Some scientists are concerned that the uproar over President Trump’s enthusiastic embrace of hydroxychloroquine, a drug that he now says he takes daily, appears to be interfering with legitimate scientific research into whether the medicine might work to prevent coronavirus infection or treat the disease in its early stages.

Hydroxychloroquine, which is also widely used to treat lupus and other autoimmune diseases, has shown no real benefit for hospitalized coronavirus patients and may have contributed to some deaths, recent studies show. Some bioethicists are even calling for the Food and Drug Administration — which has warned that the drug can cause heart problems — to revoke an emergency waiver it granted in March to accept millions of doses of hydroxychloroquine into the national stockpile for use in hospitals.

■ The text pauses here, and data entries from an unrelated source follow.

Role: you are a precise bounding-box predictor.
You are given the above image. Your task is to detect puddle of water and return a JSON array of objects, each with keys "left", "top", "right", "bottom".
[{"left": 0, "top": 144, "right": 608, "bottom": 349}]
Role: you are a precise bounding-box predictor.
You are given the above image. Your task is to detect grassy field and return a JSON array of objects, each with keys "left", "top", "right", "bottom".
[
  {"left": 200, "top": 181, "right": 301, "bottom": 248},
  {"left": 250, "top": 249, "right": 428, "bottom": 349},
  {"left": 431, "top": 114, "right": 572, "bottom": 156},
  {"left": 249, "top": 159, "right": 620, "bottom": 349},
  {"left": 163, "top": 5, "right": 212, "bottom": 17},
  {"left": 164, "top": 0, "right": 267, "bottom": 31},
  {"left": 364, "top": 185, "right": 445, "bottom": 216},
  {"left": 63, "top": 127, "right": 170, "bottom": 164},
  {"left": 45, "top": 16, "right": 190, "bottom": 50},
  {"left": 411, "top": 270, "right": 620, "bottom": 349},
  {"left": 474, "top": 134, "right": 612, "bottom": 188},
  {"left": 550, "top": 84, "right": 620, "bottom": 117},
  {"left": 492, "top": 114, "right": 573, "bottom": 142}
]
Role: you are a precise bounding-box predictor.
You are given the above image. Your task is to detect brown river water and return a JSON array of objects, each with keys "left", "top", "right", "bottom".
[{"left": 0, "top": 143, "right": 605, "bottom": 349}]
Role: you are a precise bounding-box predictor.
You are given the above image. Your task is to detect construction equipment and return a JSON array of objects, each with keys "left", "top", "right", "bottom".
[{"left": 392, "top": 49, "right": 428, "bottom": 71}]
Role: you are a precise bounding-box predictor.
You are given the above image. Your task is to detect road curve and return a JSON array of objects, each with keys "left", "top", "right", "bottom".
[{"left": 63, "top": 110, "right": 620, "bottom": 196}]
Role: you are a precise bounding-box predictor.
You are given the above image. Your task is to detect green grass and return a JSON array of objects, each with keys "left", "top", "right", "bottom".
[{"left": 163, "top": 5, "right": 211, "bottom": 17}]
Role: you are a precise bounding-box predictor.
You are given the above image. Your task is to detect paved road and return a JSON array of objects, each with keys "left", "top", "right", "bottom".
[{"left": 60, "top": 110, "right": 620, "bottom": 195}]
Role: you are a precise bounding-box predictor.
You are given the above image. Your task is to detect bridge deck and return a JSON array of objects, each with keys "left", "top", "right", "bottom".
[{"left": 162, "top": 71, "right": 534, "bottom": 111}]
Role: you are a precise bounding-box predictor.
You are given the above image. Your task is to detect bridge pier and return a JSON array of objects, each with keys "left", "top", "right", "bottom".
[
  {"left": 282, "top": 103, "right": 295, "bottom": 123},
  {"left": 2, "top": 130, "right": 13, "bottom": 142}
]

Mr. Trump’s frequent pronouncements and misstatements — he has praised the drug as a “game changer” and a “miracle” — are only complicating matters, the scientists warned, politicizing the drug and creating a frenzy in the news media that is impeding research.

“The virus is not Democrat or Republican, and hydroxychloroquine is not Democrat or Republican, and I’m just hopeful that people would allow us to finish our scientific work,” said Dr. William O’Neill, an interventional cardiologist at Henry Ford Hospital in Detroit, who is studying hydroxychloroquine as a prophylactic in health care workers.

“The worst thing in the world that would happen,” he added, “is that at the end of this epidemic, in late September, we don’t have a cure or a preventive because we let politics interfere with the scientific process.”

In a draft letter to the Journal of the American Medical Association, obtained by The New York Times, members of a research consortium complained that “negative media coverage” of hydroxychloroquine — in particular the studies showing it might have harmed hospitalized patients — “directly correlated” with a drop in enrollment in trials run by institutions including the University of Minnesota, the University of Washington, Columbia University in New York and Henry Ford Hospital.

“Healthy fear stimulates scientific discoveries; uncontrolled fear inhibits scientific advancements,” the researchers wrote. “Politics and sensationalized journalism must not interfere with the integrity of much needed clinical trials.”

Mr. Trump said on Tuesday that he decided to take hydroxychloroquine after his valet tested positive for Covid-19. “It’s gotten a bad reputation only because I’m promoting it,” the president added. “If anybody else were promoting it, they would say it’s the best thing ever.”